Terrible Mother’s Day news for three children
ST ANN’S BAY, St Ann — On Sunday — Mother’s Day — while a number of people were busy pampering their mothers, helping them around the home or just doing something special for their moms, three children — aged 13, 14 and 17 — were left to mourn.
The decomposing body of their mother — Adina ‘Annie’ Bell, a 36-year-old bartender — was found in bushes near the Marcus Garvey Information Centre, across from the community health centre in St Ann’s Bay, about 8:00 am.
According to residents, a man who had gone to pick castor beans, stumbled upon the body in bushes and raised an alarm.
Bell, who lived at Salem, Runaway Bay, was reported missing last Thursday, two days after family and friends did not hear from her and calls to her cellphone went unanswered. Bell was reportedly last seen last week Monday night when she left for work here in St Ann’s Bay, not far from where her body was found.
The children, the Jamaica Observer was told, did not get their usual early morning call from their mother which alerted them that something was wrong, so they brought it to the attention of their aunt who tried to make contact with Bell, but there was no success.
It later emerged that their loved one was murdered. Residents who had converged on the scene where Bell’s body was found said it had several chop wounds. However, the police said an on-the-spot post-mortem conducted was inconclusive.
“She loved her kids. She would get up every morning — like quarter to five — and she would call her kids and wake them up for school,” said Dean Johnson, a friend of Bell.
Johnson, who returned from the United States on Saturday, said when she was leaving the island last month Bell accompanied her to the airport.
“She was very kind, very loving; she was not someone to pick trouble with anybody,” she added with teary eyes.
Added her elder sister Cynthia Bell: “Anything wrong with Annie (as she was affectionately called) she tell me as a big sister. When she a go come down here in St Ann come work me tell her say Annie don’t come down here,” said Bell, who travelled from Kellits in Clarendon to the crime scene on Sunday.
Cynthia said she looked after Bell’s two younger children, 13 and 14 years old, while their mother worked in St Ann.
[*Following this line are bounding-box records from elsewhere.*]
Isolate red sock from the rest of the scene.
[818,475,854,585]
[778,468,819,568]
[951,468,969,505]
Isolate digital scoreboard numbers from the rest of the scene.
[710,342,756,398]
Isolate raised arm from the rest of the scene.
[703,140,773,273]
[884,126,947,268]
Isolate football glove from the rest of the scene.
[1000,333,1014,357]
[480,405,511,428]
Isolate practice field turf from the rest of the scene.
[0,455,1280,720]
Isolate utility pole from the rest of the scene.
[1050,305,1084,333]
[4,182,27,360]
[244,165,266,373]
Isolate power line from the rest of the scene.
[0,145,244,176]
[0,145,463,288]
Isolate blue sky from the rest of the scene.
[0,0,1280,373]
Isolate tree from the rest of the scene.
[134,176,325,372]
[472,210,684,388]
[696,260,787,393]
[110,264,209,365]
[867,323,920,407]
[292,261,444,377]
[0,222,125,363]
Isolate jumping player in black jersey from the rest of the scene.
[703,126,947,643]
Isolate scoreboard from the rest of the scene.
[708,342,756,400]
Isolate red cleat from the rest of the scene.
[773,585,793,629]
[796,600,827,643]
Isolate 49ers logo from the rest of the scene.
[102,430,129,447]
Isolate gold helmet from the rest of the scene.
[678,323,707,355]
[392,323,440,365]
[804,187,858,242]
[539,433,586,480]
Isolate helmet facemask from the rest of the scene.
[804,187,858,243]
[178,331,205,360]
Bell’s 17-year-old reportedly lived in Kingston.
Cynthia said although she tried to persuade her sister not to go to St Ann to work she said her sister was determined to make life better for her children.
She said her sister had visited her children a week earlier and had left only the Wednesday before she was reported missing.
Meanwhile, Cynthia said her sister never told her of a dispute with anyone, however, she said that since she was reported missing it emerged that she and another woman had a dispute regarding her relationship with a man. It was not clear, however, if that report was part of the police’s investigation into the bartender’s death.